Ugh. The whole break situation was so frustrating. Neither Ross or Rachel handled the situation the right way, but Ross really ruined things by sleeping with the copy-girl Chloe. (Can we give Angela Featherstone a shout out for specializing in not-so-classy ladies like she did in The Wedding Singer? And also a shout out to the fact that the copy place is such a big thing. Gotta love the '90s).

Those are the only two times that "With or Without You" played on the show — once after Ross made a mistake, and once when Ross was about to make a huge mistake. That doesn't really scream "our song." I'm just really hoping that Ross and Rachel didn't dance to it at their wedding.

But besides the strange timing of when the song was used on Friends, "With or Without You" isn't even about a romance. Niall Stokes quoted lead singer Bono in the book U2: Into the Heart: The Stories Behind Every Song, where Bono explained what the lines "And you give yourself away" are about: "It's about how I feel in U2 at times — exposed. I know that the group think I'm exposed, and that the group feel that I give myself away."

Now if we don't think about it the way Bono wrote it, it does give the vibe of a tumultuous relationship. Let's take a look at the lyrics. Besides the troubling chorus of, "I can't live — with or without you" (maybe that could be interpreted like the phrase "Women — can't live with them, can't live without them," which some may find endearing, but it's really more sexist), we have these beginning lyrics:

See the stone set in your eyesSee the thorn twist in your side.I wait for you.Sleight of hand and twist of fateOn a bed of nails she makes me waitAnd I wait — without you ...
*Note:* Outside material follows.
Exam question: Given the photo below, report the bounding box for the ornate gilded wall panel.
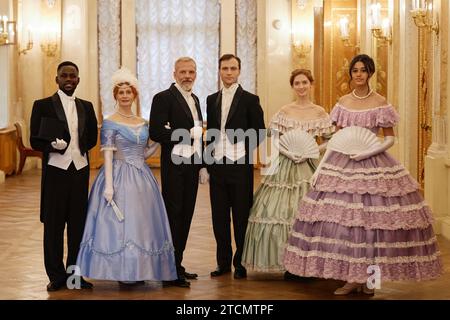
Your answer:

And since Ross had always pined for Rachel, the idea of him waiting for her kind of makes sense. So even though it’s not the most romantic song, maybe it does fit Ross and Rachel in their later years in a bizarre way. They really couldn't make it work together or apart throughout the show.

I like to imagine that after she got off the plane (thank goodness she got off that damned plane!), they grew up a little and treated each other a bit better.

And maybe they even got a new song. How about Al Green's "Let's Stay Together" (if they can laugh at the lyrics about people breaking up and making up)?